US gets tough on shark fins
Washington - The US Senate on Monday toughened laws against shark finning, hoping to save the ancient fish which experts fear is on the brink of extinction due to growing demand in Chinese restaurants.
Tens of millions of sharks are killed each year by fishermen who slice off their fins - a delicacy in Chinese cuisine - and leave them to die in the water. Sharks live long and have few offspring, compounding risks to their survival.
The United States banned finning in 2000 and has enforced restrictions in the Atlantic and Gulf of Mexico. The new rules close a loophole that permitted trade in the Pacific so long as sharks were not finned onboard the vessel, triggering a booming clandestine industry.
The legislation cruised through the House of Representatives in early 2009 but had languished in the Senate, which approved the measure without objection on one of the last days of its session.
"Shark finning has fueled massive population declines and irreversible disruption of our oceans," said Senator John Kerry, who championed the bill.
"Finally we've come through with a tough approach to tackle this serious threat to our marine life," the Democrat from Massachusetts said.
The bill does not ban the sale of shark fin, which is readily available in many upscale Chinese restaurants in the United States.
But conservationists welcomed the bill, saying it would curb a burgeoning but largely undocumented US trade in shark fins.
"This legislation will help address not only an unspeakably cruel practice of removing fins from live animals and then releasing them to suffer a slow death," said Nancy Perry, vice president for government affairs at The Humane Society of the United States.
"It will also help address on the macro level the rapid decline of shark populations," she said.
Environmental groups estimate that up to 73 million sharks are killed each year around the world for fins, leading to declines of up to 90% of some species of sharks - which have swum the oceans since the age of the dinosaurs.

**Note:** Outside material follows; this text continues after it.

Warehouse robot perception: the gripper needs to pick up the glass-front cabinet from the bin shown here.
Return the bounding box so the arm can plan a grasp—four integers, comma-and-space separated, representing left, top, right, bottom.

Despite campaigns from activists, demand for shark fins is seen as growing as China becomes increasingly prosperous.
Matt Rand, director of the shark conservation campaign at the Pew Environmental Group, said he recently heard of shark fins selling in California for an unprecedented $800 a pound, or about $1 750 a kilogramme.
"The United States is a major shark exporter," Rand said. "I think this legislation sends a big signal that the United States is concerned about the decline of shark populations, not just in its own waters but in international waters as well."
Sharks are caught almost exclusively for fins. While the law does not ban the killing of sharks, all fins entering the United States must have an accompanying carcass.
In one notable incident in 2002, the US Coast Guard seized a Hong Kong-chartered, Hawaii-registered ship that was hauling nearly 30 000kg of just fins - meaning tens of thousands of sharks died.
While closing loopholes, the Senate bill also opened one. To win support from North Carolina's senators, the law makes an exception for one shark - the smooth dogfish.
Fishermen in the southeastern US state kill the shark for all of its meat instead of just the fins, but objected to the ban because they cut off fins in their ships.
"We had hoped they would adjust their practices so there wouldn't be any loophole," Perry of the Humane Society said. "But that was done to get the legislation over the finish-line."